È una strana esperienza quella di ritrovarsi a tradire se stessi, a volgersi contro le proprie esperienze attribuendo loro i valori negativi dell’Ombra e agendo contro le proprie intenzioni e il proprio sistema di valori.
Quando si rompe un’amicizia, una collaborazione, un matrimonio, una storia d’amore o l’analisi, di colpo viene in luce il lato più brutto e più sporco, e ci ritroviamo a comportarci nello stesso modo cieco e sordido che attribuiamo all’altro, e a giustificare le nostre azioni con un sistema di valori che non ci appartiene.
E allora sì siamo davvero traditi, consegnati a un nemico interno. E i porci ci si rivoltano contro e ci sbranano.

L’alienazione da sé dopo un tradimento ha una funzione essenzialmente auto-protettiva. Non vogliamo più farci ferire e, poiché la ferita è stata inferta quando ci siamo rivelati per come siamo, adesso non vogliamo più ritornare a vivere partendo da quel luogo dolente.
Così si ripudia il proprio sé, lo si tradisce, non vivendo la propria fase della vita (un uomo, una donna di mezza età, divorziati, senza nessuno da amare), o il proprio sesso (con gli uomini ho chiuso, sarò anch’io brutale come loro), o il proprio tipo (non seguirò più il mio sentimento, la mia intuizione, o quello che è), o la propria vocazione (la psicoterapia è davvero un mestiere sporco).

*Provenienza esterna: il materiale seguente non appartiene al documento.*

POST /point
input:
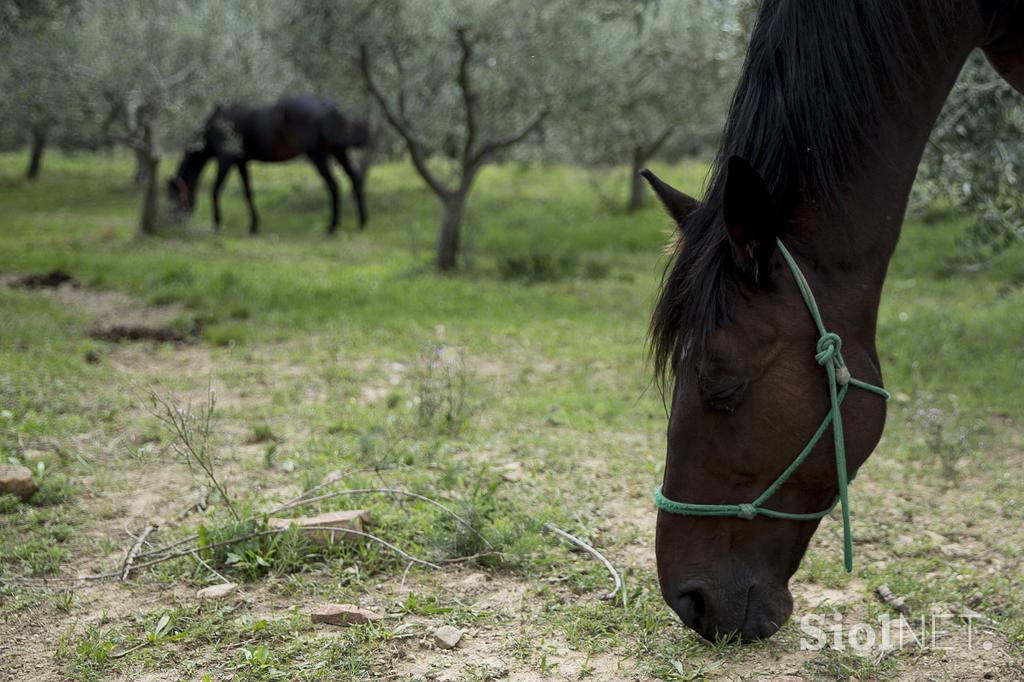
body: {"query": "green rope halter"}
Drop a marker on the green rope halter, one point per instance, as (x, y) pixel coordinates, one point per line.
(827, 355)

Infatti, è stato proprio nella fiducia che avevamo posto in questi aspetti fondamentali della nostra natura che siamo stati traditi. Perciò rifiutiamo di essere quello che siamo, incominciamo a imbrogliarci con giustificazioni e elusioni, e il tradimento di sé diventa precisamente la definizione che Jung dà della nevrosi come uneigentlich leiden, soffrire in modo inautentico.
Cioè, anziché vivere la nostra personale forma di sofferenza, per mauvaise foi, per mancanza del coraggio di essere, tradiamo noi stessi.

Caravaggio-bacio-Giuda

E questo in ultima istanza è, io credo, un problema religioso: siamo come Giuda o come Pietro, veniamo meno alla cosa essenziale, al dovere essenziale di assumerci e di portare la nostra croce e di essere quello che siamo, anche se ci fa soffrire.
Oltre alla vendetta, alla negazione, al cinismo e al tradimento di sé, c’è ancora un’altra svolta negativa, un altro pericolo, che potremmo chiamare la scelta paranoide. Anche questo è un modo per proteggerci dall’eventualità di essere nuovamente traditi e consiste nel costruire un rapporto perfetto.

Rapporti di questo genere esigono il giuramento di fedeltà al regime; non tollerano rischi alla loro sicurezza. Il loro motto è: «non mi dovrai mai deludere». Il tradimento deve essere escluso dal rapporto con reiterate affermazioni di fiducia, dichiarazioni di fedeltà eterna, prove di devozione, giuramenti di mantenere il segreto. Non ci può essere la più piccola crepa, il tradimento non deve assolutamente entrare.
Ma se il tradimento è dato con la fiducia, come seme opposto sepolto al suo interno, allora la pretesa paranoide di un rapporto esente dalla possibilità del tradimento non può in realtà fondarsi sulla fiducia: sarà piuttosto una convenzione intesa a escludere il rischio. Come tale, più che all’amore attiene alla sfera del potere. È un ritirarsi in un rapporto basato sul logos, imposto dalla parola, non tenuto insieme dall’amore.

Una volta lasciato il giardino dell’Eden, non è possibile ricostruire la fiducia originale. Ormai sappiamo che le promesse valgono fino a un certo punto e che dei voti si occupa la vita, la quale li può adempiere oppure rompere. E dopo l’esperienza del tradimento, i nuovi rapporti devono prendere le mosse da un punto completamente diverso.
La distorsione paranoide delle vicende umane è una cosa grave. Quando un analista (o un marito, un amante, un discepolo o un amico) si sforza di soddisfare i requisiti di un rapporto paranoide dando assicurazioni di fedeltà, cancellando la possibilità del tradimento, è garantito che si sta allontanando dall’amore. Perché, amore e possibilità di tradimento provengono dallo stesso fianco, il sinistro.